Agora vamos fazer um breve resumo dos traços recorrentes da Escala F:
(1) Convencionalismo– aderência rígida a valores convencionais de classe média. Resulta não de escolha espontânea, mas de pressões externas de tipo social;
(2) Submissão acrítica (autoritária)– atitude remissiva e acrítica nas relações com autoridade moral. Adesão acrítica que expressa a falta de consistência interior – ego fraco, sem autonomia, tendendo a seguir o que se entende por “maioria”;
(3) Agressividade autoritária– tendência de rejeitar, controlar e punir quem viola as normas convencionais.
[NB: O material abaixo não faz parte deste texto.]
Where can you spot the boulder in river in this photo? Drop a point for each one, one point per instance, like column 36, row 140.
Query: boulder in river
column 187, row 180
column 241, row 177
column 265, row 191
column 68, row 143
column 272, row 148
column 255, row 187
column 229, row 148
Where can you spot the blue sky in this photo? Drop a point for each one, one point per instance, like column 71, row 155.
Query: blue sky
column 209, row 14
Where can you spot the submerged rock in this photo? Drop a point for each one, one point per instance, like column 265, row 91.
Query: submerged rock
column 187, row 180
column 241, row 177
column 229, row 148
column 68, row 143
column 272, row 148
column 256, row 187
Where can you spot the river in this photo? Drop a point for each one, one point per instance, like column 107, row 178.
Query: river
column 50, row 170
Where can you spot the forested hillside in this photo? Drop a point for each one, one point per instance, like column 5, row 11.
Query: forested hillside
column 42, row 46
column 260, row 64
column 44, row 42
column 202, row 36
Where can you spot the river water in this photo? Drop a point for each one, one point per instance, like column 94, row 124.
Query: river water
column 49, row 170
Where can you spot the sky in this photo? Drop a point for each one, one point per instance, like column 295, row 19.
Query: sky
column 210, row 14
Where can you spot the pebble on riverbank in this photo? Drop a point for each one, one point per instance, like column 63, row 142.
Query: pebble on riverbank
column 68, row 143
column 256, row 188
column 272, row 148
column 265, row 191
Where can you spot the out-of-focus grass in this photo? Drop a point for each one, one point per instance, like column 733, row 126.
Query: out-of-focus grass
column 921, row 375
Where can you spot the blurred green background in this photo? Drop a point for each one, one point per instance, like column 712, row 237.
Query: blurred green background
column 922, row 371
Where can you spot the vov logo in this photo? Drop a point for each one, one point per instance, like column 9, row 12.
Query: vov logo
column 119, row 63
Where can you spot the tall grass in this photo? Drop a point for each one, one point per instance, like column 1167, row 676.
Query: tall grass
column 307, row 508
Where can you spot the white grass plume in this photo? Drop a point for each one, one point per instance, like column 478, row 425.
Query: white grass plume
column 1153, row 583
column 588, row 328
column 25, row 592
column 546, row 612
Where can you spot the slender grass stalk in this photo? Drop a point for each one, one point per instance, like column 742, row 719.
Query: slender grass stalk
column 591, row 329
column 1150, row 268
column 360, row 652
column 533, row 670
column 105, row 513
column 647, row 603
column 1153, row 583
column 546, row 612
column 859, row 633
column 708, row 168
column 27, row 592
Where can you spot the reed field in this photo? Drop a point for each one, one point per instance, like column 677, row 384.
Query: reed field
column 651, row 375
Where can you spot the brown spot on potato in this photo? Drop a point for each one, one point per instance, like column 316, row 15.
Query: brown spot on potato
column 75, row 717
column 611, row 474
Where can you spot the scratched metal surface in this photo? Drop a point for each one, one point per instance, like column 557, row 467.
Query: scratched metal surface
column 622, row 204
Orientação constituída de considerável carga de hostilidade. Sempre dirigida a grupos minoritários e ditado por “boas razões”: moralidade e patriotismo;
(4) Destrutividade e cinismo– hostilidade difusa e desprezo a tudo que é humano. Pessimismo universal que justifica a própria hostilidade e impulsos interiores não-aceitos;
(5) Poder e rudeza– importância exagerada às dimensões domínio-submissão, fraco-forte, líder-liderado. A origem está na falta de força interior, que se procura suprir apoiando-se em estruturas poderosas;
(6) Superstição e estereotipia– crença mística nos destinos fatais de homens e indivíduos. O raciocínio por esquemas pré-elaboradas e categorias rígidascria um halo místico ao redor de líderes nos quais tudo é considerado extraordinário, tendendo ao sobrenatural;
(7) Exteriorização (anti-intracepção)– desconfiança e oposição a tudo quanto é subjetivo, imaginativo, meigo e delicado. Preferência exagerada a tudo que é concreto, tangível e pragmático, desconfiando dos sentimentos, fantasias ou imaginação. “Quando ouço falar em cultura, saco o meu revólver”, frase de uma peça antinazista de Hanns Jost sintetiza essa faceta;
(8) Projeção– disposição em acreditar que coisas violentas e perigosas estão ocorrendo no mundo. Atitude persecutória que se origina da projeção no mundo exterior dos problemas psíquicos (impulsos, tabus, fraquezas, temores, reponsabilidades);
(9) Sexo– preocupação exagerada (repressão e ansiedade) em relação aos atos da sexualidade. 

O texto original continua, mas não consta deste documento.